Well STREAMS does include an API. Surely they'd be in scope for standardization if the concept was adopted widely, used by portable applications etc.
The lore from the mouths of Linux hackers is that STREAMS was dead by 1994, and only remained in existence for backwards compatibility. (Of the API).
https://lkml.org/lkml/1998/6/28/138
It was originally designed to cover networking as well (cite: Wikipedia). Apparently it was an obstacle to networking performance back in the days of 100M/1G servers... nowadays we have 10G+...
People say Linux networking is still slow (trying to push userspace bypasses like DPDK). So I'm glad we have a network stack that isn't forced into the STREAMS model.

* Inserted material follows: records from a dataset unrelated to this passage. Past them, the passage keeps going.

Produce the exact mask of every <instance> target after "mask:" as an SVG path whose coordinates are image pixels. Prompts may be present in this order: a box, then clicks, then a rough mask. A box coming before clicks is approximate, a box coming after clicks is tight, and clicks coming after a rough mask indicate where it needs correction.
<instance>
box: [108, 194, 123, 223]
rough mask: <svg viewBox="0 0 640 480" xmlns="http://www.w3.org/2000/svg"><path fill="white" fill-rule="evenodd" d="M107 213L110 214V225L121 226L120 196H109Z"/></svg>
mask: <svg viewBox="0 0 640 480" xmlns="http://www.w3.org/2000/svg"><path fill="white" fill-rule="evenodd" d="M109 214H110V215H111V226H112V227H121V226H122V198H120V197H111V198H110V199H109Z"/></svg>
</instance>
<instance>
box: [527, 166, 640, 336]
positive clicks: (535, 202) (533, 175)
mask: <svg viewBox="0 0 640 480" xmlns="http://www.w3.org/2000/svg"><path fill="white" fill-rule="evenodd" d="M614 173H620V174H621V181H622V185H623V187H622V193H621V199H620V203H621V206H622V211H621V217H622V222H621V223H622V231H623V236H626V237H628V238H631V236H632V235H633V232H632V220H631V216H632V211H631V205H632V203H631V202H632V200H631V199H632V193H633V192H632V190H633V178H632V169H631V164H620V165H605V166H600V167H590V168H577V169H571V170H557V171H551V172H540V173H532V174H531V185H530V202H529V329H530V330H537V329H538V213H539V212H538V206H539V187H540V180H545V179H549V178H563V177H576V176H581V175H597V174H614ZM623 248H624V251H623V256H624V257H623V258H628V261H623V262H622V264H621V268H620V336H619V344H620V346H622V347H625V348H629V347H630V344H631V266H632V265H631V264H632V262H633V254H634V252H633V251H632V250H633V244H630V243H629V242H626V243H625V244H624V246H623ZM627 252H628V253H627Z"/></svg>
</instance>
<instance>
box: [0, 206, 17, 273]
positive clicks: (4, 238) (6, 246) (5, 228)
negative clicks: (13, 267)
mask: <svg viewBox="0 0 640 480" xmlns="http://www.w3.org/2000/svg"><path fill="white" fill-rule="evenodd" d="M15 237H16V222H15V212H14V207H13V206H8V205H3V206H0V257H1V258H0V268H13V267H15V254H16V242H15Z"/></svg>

I'm not familiar with STREAMS but the other half of the original design was terminal IO. At least w.r.t. Linux, you could say that's kind of old, we have an interface that does what we need, and coding extra features is just going to cause unnecessary breakages to deal with. You can already switch the intermediate processing with line disciplines, albeit this appears to divert data to another subsystem rather than providing a swappable filter. E.g. one of the disciplines (PPP) creates a network interface - which is completely different from a device node. Even when the result is a device node, it seems pretty clean to announce it as a new device of a given type to the udev hotplug device manager. E.g. applying the serial mouse discipline will create a new input device, which will be picked up by X through the exact same mechanism as plugging a USB mouse.